Proxy Protocol v1

[Siddharth Mathur]

Hello, 

I am investigating use of GoProxy based an AWS Elastic Load Balancer so as to achieve higher availability. The use of a forwarding intermediary unfortunately hides the true client IP/port information from my GoProxy powered server, which is important to have for X-Forwarded-For sanity. 

AWS supports turning on (HAProxy) Proxy Protocol v1 [Ref 1]  in the load balancer, which inserts a client info string such as "PROXY TCP4 198.51.100.22  203.0.113.7  35646  80\r\n" as the first few bytes in the request sent to the GoProxy instance. However, since Go's HTTP stack isn't aware of this, it bombs with the HTTP 400 Bad Request error and the GoProxy layer don't appear to kick in. 
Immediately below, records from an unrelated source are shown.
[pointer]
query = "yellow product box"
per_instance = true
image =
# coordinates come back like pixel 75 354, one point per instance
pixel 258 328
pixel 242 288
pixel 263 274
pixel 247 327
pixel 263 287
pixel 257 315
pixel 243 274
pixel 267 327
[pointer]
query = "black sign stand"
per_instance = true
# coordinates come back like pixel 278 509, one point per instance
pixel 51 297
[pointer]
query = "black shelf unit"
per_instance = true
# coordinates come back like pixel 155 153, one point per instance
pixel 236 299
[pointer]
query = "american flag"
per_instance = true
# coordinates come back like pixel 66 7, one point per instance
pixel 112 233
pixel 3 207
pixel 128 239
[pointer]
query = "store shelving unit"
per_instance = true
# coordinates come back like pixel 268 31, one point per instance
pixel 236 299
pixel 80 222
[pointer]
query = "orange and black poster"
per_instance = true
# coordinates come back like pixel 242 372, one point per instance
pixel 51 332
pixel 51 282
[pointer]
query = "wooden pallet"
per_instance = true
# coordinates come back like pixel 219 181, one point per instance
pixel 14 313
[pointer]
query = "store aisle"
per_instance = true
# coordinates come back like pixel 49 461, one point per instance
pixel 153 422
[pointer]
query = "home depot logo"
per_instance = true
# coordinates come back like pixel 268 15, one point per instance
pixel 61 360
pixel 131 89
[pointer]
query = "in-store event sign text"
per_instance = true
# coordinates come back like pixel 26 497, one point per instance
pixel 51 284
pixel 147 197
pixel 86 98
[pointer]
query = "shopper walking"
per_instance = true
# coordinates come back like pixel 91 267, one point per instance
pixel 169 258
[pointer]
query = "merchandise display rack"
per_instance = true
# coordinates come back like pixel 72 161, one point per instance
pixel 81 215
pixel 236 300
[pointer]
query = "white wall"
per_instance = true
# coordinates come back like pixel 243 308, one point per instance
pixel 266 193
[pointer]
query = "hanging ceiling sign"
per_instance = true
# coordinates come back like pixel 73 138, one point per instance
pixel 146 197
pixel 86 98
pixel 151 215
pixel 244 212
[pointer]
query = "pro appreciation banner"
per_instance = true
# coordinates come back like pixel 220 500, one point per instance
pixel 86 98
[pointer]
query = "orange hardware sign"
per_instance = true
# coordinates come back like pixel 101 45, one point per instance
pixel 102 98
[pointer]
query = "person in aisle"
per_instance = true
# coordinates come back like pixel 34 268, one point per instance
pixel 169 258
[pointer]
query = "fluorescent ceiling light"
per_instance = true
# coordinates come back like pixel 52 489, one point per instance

Any ideas on how Proxy Protocol v1 could be added to goproxy/the application using it? 

IIUC, the http.hijack route can help one read the TCP socket for the first line, but it cuts out the Go HTTP stack for the rest of processing which isn't desirable. 

Suggestions? :)

Siddharth

Reference: [1] http://docs.aws.amazon.com/ElasticLoadBalancing/latest/DeveloperGuide/TerminologyandKeyConcepts.html#proxy-protocol

[Elazar Leibovich]

Hi,

Thanks for considering goproxy.

I'm not sure I understand the goal. What do you expect the goproxy to do? Can you plot the architecture? Try https://www.draw.io and paste the URL.

--
You received this message because you are subscribed to the Google Groups "goproxy-dev" group.
To unsubscribe from this group and stop receiving emails from it, send an email to goproxy-dev+unsubscribe@googlegroups.com.
To post to this group, send email to gopro...@googlegroups.com.
To view this discussion on the web visit https://groups.google.com/d/msgid/goproxy-dev/4cfe3316-7ea2-452b-bdb7-f40e9c38c31a%40googlegroups.com.
For more options, visit https://groups.google.com/d/optout.

[Siddharth Mathur]

Hi Elazar,

Thanks for your response. Here is the network topology:
http://ibin.co/1h4dXaRPWCdW

Communication endpoints A and B are the mobile phone and public
interface of the load balancer respectively.
The ELB then forwards at the TCP level, all incoming bytes in a
separate TCP connection established between endpoints C and D. Note
that C is the private IP of the ELB and D is the private IP of the
GoProxy instance.

As you can see above, GoProxy or any software for that matter at
endpoint D only sees the private IP/node C as the RemoteAddr().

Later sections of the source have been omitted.